That message was delivered by Town Administrator Jack Healey to Selectmen recently.
Selectmen, who have said they are determined to finally keep hands off the free cash account for operating expenses, agreed that the situation is rapidly coming to a head. But they wondered aloud how the severity of the situation can be communicated to voters who have typically shown little inclination to support Prop 2 1/2 overrides.
An override of nearly $2 million is needed, Mr. Healey said, to address problems with town vehicles, buildings and grounds over the next four years.
It has become a “crisis,” Mr. Healey said, and is “a direct result of ignoring basic maintenance and replacement needs of the town for years while using one-time revenue, free cash and surpluses to balance budgets instead,” he told Selectmen.
“Even with a $2 million override it will take a number of years to dig out of the hole,” he added.
The impact will not be as painful for homeowners as it sounds, the administrator suggested.
Approving the override would require an estimated tax increase of 69.3 cents per thousand dollars of assessed value, the town’s assessor has calculated.
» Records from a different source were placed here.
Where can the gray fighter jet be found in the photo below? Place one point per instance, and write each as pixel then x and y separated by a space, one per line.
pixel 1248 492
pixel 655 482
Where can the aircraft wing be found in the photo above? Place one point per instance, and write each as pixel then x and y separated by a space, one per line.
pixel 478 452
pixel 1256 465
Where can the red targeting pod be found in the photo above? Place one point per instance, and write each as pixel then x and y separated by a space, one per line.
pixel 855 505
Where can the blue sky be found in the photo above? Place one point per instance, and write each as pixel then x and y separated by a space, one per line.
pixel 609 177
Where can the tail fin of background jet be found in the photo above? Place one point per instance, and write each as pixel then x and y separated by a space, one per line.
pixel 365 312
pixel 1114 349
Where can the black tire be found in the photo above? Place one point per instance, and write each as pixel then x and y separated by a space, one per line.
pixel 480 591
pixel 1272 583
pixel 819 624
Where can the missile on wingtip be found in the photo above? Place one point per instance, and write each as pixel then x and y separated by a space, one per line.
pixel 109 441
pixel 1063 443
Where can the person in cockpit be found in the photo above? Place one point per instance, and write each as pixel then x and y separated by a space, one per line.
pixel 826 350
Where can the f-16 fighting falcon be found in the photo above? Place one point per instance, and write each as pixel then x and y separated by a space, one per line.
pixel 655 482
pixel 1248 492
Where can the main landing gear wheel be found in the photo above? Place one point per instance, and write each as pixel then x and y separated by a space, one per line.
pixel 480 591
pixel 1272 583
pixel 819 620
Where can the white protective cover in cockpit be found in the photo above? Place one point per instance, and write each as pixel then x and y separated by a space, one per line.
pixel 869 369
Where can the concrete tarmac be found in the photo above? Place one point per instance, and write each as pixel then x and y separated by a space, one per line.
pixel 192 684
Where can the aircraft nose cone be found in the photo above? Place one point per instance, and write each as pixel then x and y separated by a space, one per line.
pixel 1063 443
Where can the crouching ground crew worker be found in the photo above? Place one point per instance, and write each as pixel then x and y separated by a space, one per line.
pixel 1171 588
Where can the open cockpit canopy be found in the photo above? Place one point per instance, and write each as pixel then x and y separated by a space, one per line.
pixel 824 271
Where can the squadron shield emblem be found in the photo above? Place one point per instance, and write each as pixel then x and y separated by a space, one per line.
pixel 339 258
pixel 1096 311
For the owner of a house valued at $296,500, the median value of Westport’s 5,761 single family homes, that would mean a tax increase of $205. That would break down to $17 a month, $3.98 a week or 57 cents a day, Mr. Healey said.
Even put that way, Selectmen said an override faces long odds.
“We’ve tried the coffee-a-day thing and it didn’t work,” said Selectman Steven J. Ouellette, who said that a debt exclusion approach might stand a better chance of success. By approving a debt exclusion, a community calculates its annual levy limit under Proposition 2½, then adds the excluded debt service cost. The amount is added to the levy limit for the life of the debt only and may increase the levy above the ceiling.
Selectman Craig Dutra agreed that convincing voters will be a challenge. He said previous failed attempts have lacked a “sense of urgency” and that rejecting overrides may not seem to have produced much in the way of dire results such as layoffs and service cuts.
There needs to be a “groundswell of support” for a Prop 2 1/2 request to succeed, he said.
Selectmen have already agreed draw around $500,000 from the free cash surplus account to address pressing capital budget needs including $567,000 on the town side and $829,000 from the school side — a total of $1.39 million this year alone, Mr. Healey said.
He said that, “at this point in the budge process we have cut town departments by nearly $600,000.” The school superintendent has been asked to prepare a budget that is “just $150,000 higher than last year” while school contractual obligations will rise by $307,000. Added to the school woes is the fact that a new school bus contract will need to account for health insurance for the first time.
School administrators had been asked to draft a list of improvements needed “to give students the tools they need:” That list totals about $1 million.